U.S. Rep. Chellie Pingree called this week for a federal investigation in response to a New York Times story finding a propane industry group has used sales fees to combat government efforts to move away from oil and gas.
The story: The Propane Education and Research Council is expected to spend $13 million on its anti-electrification campaign in 2023, the newspaper reported, including $600,000 to influencers like HGTV’s Matt Blashaw. Some of the money comes from fees on sales that are supposed to go to the federally sanctioned trade group to fund research and marketing.
On a TV segment, Blashaw said his vision of winter was cooking with his family and being by a roaring fire, two things possible with propane, which he called “an energy source for everyone.”

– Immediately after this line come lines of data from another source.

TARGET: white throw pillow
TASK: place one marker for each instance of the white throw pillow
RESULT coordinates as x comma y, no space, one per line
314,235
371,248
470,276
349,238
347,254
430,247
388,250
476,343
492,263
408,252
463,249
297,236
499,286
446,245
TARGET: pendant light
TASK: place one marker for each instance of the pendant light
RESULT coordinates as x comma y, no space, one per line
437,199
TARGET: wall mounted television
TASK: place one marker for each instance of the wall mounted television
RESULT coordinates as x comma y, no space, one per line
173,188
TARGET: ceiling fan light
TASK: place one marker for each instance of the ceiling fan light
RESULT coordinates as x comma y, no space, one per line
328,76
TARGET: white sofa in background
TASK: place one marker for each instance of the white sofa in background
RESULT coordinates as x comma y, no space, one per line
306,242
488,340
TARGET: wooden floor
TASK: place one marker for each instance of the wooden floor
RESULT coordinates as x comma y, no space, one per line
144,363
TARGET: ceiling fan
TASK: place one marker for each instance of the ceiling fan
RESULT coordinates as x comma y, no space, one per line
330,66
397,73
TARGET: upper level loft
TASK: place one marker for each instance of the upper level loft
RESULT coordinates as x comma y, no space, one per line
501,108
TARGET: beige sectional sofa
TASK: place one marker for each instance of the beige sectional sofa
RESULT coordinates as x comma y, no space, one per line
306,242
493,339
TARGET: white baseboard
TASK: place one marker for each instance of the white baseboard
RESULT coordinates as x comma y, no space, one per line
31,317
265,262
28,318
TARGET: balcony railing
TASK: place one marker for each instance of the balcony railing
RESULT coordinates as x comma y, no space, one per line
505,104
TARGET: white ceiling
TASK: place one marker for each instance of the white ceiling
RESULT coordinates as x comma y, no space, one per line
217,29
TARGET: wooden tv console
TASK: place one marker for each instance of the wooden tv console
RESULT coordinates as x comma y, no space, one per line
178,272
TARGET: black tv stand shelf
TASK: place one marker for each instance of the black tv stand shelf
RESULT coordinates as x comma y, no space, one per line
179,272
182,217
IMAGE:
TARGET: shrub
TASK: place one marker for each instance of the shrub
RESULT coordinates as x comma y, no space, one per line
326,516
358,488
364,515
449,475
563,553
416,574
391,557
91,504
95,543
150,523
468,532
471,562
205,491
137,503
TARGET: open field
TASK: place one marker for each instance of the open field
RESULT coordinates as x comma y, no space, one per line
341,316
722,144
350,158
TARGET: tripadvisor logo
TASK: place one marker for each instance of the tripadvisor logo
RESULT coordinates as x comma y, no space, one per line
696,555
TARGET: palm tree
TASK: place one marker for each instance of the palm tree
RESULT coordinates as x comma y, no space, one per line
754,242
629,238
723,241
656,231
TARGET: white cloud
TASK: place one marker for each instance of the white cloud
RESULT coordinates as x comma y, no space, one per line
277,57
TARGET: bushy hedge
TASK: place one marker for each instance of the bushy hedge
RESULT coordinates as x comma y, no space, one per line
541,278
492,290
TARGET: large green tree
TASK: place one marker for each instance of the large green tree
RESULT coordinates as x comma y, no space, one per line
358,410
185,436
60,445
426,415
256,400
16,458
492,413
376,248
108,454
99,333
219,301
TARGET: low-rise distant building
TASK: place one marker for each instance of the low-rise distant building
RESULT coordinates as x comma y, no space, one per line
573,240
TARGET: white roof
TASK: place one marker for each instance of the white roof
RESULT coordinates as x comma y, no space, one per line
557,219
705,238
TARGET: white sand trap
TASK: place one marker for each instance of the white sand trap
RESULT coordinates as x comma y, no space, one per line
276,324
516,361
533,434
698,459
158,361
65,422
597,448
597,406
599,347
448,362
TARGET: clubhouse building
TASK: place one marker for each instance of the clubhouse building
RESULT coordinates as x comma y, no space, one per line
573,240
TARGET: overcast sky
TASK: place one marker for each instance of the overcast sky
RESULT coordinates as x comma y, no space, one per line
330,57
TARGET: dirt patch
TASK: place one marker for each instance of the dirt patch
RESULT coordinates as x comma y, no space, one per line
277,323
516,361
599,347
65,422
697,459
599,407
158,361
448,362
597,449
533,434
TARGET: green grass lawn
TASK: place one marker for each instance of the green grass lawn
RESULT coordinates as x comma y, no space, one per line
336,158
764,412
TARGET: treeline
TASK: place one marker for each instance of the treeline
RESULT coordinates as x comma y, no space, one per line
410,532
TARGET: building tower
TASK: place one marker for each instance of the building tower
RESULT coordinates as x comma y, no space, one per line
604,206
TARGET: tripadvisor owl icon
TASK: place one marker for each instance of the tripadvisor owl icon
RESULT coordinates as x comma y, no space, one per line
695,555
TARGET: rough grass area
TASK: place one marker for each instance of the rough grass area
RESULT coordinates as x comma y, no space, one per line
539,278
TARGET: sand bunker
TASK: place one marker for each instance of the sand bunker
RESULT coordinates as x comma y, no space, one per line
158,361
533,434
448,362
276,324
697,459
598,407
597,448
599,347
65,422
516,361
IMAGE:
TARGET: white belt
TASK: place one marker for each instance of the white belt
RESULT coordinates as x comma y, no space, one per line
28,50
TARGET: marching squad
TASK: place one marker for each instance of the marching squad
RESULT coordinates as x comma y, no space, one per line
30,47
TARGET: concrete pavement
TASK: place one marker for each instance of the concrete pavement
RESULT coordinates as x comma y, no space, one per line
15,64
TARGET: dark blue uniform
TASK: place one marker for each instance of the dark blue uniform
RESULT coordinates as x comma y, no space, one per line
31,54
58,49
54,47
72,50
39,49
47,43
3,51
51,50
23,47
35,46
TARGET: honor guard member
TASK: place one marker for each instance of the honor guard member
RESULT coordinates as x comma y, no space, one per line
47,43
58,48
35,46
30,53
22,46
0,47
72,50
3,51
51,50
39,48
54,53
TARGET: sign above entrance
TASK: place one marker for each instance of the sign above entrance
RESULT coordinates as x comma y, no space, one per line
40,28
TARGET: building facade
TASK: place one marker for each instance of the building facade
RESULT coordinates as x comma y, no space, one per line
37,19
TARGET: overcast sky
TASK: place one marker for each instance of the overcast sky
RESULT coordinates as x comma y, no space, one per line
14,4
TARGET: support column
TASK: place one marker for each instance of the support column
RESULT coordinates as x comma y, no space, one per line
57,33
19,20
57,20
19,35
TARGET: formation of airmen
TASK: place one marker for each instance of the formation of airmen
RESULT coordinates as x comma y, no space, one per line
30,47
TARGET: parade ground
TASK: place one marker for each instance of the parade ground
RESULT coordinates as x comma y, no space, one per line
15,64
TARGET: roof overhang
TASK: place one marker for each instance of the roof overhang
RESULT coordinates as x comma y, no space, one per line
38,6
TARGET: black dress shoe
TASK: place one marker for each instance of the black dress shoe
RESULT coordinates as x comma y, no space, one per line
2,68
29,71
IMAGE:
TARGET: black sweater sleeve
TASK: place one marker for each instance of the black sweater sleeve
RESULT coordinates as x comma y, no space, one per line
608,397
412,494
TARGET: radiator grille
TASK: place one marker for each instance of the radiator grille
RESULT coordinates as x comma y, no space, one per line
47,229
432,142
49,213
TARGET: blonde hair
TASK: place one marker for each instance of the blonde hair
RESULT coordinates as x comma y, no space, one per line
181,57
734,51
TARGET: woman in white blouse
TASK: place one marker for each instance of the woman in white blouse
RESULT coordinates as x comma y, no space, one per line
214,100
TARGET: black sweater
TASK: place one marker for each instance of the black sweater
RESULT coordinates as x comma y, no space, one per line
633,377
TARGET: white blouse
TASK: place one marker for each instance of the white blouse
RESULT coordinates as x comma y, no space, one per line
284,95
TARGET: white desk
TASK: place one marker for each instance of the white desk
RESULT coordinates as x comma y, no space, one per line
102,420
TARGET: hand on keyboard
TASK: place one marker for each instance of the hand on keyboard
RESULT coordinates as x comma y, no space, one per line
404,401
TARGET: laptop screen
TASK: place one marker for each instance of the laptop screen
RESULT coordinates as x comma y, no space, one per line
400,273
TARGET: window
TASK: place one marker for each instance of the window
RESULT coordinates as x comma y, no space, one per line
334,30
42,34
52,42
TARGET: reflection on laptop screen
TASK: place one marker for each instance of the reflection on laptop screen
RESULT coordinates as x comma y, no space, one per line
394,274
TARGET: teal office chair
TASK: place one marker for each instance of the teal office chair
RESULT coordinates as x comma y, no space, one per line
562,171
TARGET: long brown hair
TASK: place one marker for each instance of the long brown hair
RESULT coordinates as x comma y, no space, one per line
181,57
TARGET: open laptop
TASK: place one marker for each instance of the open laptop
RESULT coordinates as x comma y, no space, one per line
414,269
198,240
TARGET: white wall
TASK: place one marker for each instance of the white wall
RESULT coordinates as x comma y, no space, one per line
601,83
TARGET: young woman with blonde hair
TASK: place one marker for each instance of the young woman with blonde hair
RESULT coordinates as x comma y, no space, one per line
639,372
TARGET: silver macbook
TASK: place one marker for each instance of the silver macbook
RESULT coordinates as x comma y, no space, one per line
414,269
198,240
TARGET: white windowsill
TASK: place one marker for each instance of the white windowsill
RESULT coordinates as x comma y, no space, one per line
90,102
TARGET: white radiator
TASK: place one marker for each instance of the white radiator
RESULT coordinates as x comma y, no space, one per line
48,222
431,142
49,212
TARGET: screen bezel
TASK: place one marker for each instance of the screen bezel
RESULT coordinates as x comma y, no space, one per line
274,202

Key quote: “This disingenuous campaign has dire consequences for states like mine,” she wrote in a letter to Energy Secretary Jennifer Granholm and Federal Trade Commission Chair Lina Khan, saying this use of the sales fees may violate the law. “Mainers face long, rough winters where cost-effective heating is essential.”
Maine’s landscape: Democratic Gov. Janet Mills and her Republican predecessor and 2022 rival, Paul LePage, have been advocates for electric heat pumps. They are now the subject of state and federal incentive programs, but Maine remains the state most dependent on heating fuel despite considerable progress in shifting away from it in the last decade.
Propane is a bigger part of the energy mix here than in most other states, particularly because natural gas is not widely available here. Natural gas stoves have been in the news recently after a U.S. safety official said they should be regulated because of links to asthma and cardiovascular disease. Propane may also be harmful, though it has lower emissions.
Hear both sides: The paid advocates “use and specify propane in their construction projects and are very familiar with propane’s advantages,” a spokesperson for the Propane Education and Research Council told the Times.